Unable to disassemble specific instruction in RISCV

[trojanwarriors]

I tried to disassemble a specific instruction, and Capstone couldn't return with the correct output The following Python code reproduces the error:

# test1.py
from capstone import *

md = Cs(CS_ARCH_RISCV, CS_MODE_RISCVC)

# 1001 0100 0010 0101 0011 0101 0000 0011
# (1001 0100 0010) (0101 0)(011) (0101 0)000 0011
# ld x10, -1726(x10)
# 0x94253503

CODE = b"\x03\x35\x25\x94"
print("First instruction: ")
for i in md.disasm(CODE, 0x00000690):
    print("0x%x:\t%s\t%s" %(i.address, i.mnemonic, i.op_str))

CODE = b"\x03\x25\x35\x94"
print("Second instruction: ")
for i in md.disasm(CODE, 0x00000690):
    print("0x%x:\t%s\t%s" %(i.address, i.mnemonic, i.op_str))

The output shows that only the second instruction could be disassembled:

[trojanwarriors]

another instruction: 0x63cd3d03 -> ld x26, 1596(x26).

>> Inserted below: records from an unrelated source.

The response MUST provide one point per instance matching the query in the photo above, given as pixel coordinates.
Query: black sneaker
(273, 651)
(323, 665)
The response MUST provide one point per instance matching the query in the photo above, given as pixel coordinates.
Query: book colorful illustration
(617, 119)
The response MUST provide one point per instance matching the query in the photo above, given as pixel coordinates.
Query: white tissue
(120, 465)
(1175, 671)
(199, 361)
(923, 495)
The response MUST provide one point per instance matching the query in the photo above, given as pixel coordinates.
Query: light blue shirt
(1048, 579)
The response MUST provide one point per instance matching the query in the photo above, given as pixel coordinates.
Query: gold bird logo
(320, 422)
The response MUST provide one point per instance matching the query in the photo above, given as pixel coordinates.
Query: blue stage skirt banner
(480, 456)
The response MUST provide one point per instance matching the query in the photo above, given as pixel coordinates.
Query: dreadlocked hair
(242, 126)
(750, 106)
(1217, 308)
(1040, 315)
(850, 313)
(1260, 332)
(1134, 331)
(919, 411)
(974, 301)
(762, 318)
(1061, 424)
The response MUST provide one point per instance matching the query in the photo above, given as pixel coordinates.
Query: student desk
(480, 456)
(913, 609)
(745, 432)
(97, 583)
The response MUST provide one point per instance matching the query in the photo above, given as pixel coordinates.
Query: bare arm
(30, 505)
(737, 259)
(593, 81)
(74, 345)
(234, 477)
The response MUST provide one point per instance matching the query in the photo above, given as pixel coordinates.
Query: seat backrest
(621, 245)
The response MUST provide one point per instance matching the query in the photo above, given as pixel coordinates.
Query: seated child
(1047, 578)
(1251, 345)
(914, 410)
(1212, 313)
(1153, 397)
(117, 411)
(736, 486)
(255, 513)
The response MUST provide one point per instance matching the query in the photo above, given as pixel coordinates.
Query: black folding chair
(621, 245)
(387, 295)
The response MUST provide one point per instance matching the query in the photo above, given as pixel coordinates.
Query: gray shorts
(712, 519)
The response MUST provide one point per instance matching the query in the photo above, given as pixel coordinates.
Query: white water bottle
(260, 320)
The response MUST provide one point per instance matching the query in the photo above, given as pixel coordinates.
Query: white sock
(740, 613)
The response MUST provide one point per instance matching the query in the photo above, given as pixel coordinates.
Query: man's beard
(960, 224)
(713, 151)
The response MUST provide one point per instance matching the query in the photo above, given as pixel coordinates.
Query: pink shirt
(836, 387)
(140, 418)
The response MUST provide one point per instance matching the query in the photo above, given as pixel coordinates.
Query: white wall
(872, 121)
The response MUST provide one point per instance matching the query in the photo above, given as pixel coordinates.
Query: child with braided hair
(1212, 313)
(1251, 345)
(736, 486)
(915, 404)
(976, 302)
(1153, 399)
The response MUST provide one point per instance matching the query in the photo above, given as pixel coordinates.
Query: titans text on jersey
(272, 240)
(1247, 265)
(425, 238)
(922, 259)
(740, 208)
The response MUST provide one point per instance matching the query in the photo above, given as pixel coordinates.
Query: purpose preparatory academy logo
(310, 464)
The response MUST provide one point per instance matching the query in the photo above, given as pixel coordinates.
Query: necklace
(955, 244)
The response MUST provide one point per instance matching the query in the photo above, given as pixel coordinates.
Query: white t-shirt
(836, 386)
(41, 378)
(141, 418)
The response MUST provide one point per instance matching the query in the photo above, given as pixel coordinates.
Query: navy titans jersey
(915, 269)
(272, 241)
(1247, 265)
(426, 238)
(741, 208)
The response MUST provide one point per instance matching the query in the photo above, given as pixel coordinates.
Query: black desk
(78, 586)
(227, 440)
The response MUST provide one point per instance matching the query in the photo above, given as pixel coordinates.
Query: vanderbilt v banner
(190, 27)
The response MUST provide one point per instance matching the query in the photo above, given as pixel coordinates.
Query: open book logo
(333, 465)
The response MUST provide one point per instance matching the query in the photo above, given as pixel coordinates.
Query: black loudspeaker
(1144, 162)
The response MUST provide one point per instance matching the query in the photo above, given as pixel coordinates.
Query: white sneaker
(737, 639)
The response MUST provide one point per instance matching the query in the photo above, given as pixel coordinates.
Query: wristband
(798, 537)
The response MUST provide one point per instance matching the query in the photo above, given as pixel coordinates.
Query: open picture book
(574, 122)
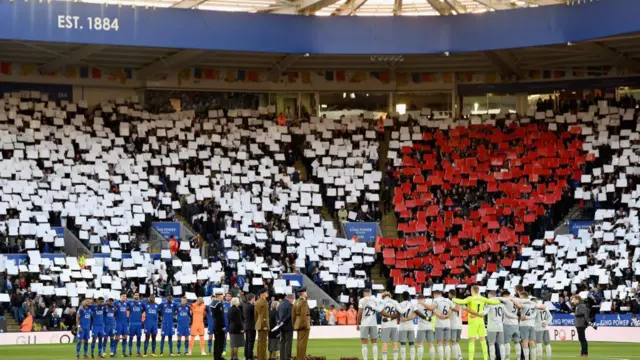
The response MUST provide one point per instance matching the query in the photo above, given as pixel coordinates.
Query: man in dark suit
(249, 326)
(261, 313)
(219, 327)
(285, 312)
(302, 323)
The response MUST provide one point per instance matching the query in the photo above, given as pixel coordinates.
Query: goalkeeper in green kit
(476, 330)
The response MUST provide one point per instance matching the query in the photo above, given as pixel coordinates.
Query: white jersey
(391, 307)
(369, 313)
(422, 323)
(510, 313)
(407, 310)
(528, 311)
(543, 317)
(495, 317)
(443, 306)
(456, 318)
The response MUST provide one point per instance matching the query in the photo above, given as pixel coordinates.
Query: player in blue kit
(122, 323)
(167, 310)
(110, 327)
(184, 324)
(83, 324)
(97, 330)
(136, 309)
(150, 325)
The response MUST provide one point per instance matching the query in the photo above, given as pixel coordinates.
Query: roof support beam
(73, 57)
(176, 61)
(187, 4)
(397, 7)
(505, 62)
(349, 8)
(282, 65)
(608, 54)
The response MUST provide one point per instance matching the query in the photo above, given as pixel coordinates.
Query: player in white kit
(543, 321)
(495, 329)
(511, 327)
(368, 323)
(443, 310)
(456, 328)
(425, 328)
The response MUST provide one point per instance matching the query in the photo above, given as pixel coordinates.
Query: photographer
(582, 321)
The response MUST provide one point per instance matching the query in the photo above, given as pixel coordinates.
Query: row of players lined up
(521, 320)
(123, 320)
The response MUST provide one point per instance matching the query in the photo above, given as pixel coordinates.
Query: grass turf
(332, 349)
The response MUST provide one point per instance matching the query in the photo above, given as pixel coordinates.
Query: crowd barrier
(558, 333)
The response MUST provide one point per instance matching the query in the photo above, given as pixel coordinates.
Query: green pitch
(332, 349)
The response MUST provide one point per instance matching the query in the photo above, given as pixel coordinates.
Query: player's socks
(548, 346)
(533, 353)
(485, 350)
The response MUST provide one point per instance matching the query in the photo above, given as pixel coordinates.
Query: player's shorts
(527, 333)
(543, 337)
(98, 331)
(197, 330)
(511, 333)
(151, 329)
(425, 335)
(368, 332)
(495, 337)
(443, 334)
(167, 329)
(122, 329)
(183, 330)
(456, 334)
(135, 329)
(476, 329)
(110, 331)
(389, 334)
(84, 334)
(407, 336)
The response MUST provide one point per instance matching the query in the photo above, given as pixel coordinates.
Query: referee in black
(218, 328)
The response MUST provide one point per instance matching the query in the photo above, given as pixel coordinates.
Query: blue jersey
(184, 315)
(110, 316)
(136, 308)
(121, 312)
(227, 306)
(168, 310)
(98, 312)
(85, 317)
(151, 311)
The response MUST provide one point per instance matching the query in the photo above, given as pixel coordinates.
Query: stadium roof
(341, 7)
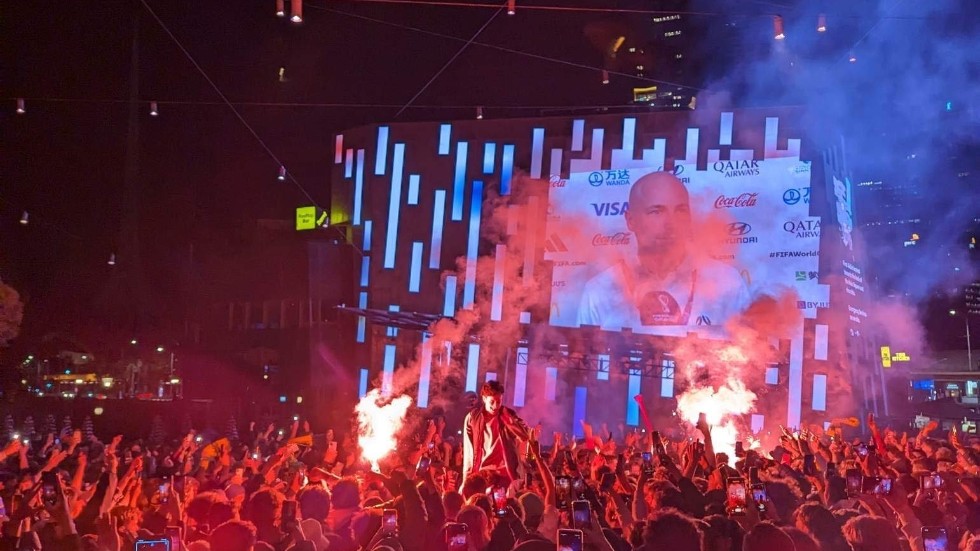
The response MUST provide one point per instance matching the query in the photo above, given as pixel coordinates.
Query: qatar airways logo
(734, 169)
(739, 201)
(802, 228)
(618, 238)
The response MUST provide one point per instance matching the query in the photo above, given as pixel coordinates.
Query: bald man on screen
(668, 283)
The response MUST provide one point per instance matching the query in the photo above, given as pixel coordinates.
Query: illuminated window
(772, 375)
(819, 402)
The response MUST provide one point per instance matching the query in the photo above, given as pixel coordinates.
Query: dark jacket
(512, 429)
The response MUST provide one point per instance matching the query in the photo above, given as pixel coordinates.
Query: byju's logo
(554, 244)
(793, 196)
(615, 208)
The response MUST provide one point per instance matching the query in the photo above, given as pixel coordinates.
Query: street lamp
(969, 347)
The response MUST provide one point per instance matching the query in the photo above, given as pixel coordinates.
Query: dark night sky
(203, 175)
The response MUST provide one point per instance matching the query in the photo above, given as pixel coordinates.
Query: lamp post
(969, 347)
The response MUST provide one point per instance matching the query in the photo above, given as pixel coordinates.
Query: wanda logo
(619, 238)
(743, 200)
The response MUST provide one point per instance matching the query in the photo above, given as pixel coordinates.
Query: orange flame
(379, 421)
(720, 406)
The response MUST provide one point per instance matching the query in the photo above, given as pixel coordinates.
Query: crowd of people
(280, 488)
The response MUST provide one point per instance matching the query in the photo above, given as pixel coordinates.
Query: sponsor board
(723, 191)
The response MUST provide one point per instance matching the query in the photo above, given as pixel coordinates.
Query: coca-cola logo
(743, 200)
(618, 238)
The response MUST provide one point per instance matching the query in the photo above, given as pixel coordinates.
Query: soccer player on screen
(668, 284)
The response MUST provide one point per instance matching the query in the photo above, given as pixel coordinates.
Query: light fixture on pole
(777, 27)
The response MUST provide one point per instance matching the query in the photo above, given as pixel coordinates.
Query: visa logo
(610, 209)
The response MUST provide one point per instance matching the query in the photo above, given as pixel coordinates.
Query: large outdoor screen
(668, 253)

It seems it is affecting LD instructions. The interesting part is that tools like ROPGadget can disassemble it correctly.

[Rot127]

Unfortunately, the RISCV module is still not updated and is at the level of LLVM 7. This is likely why it isn't decoding it. Checkout https://github.com/capstone-engine/capstone/issues/2015 for any progress in this regard.

[trojanwarriors]

I am sorry. I couldn't find a way to send a private message to you, Rot127, so I am sending it here. Can I work to fix this issue? I just saw a Kaban-like dashboard after clicking the link Capstone V6 Plan. How does the collaboration work?

[Rot127]

Can you ping me in the Telegram channel of Capstone, please?

[Rot127]

If you can't use Telegram I would write something properly out for RISCV, but it will take a day or two.

[Rot127]

@trojanwarriors There is the idea to generate the RISCV module not from LLVM, but use SAIL. Because the definitions have way better quality. So please ping us before starting to work on anything.

[trojanwarriors]

It is working now with CS_MODE_RISCV64 instead of CS_MODE_RISCVC. Great!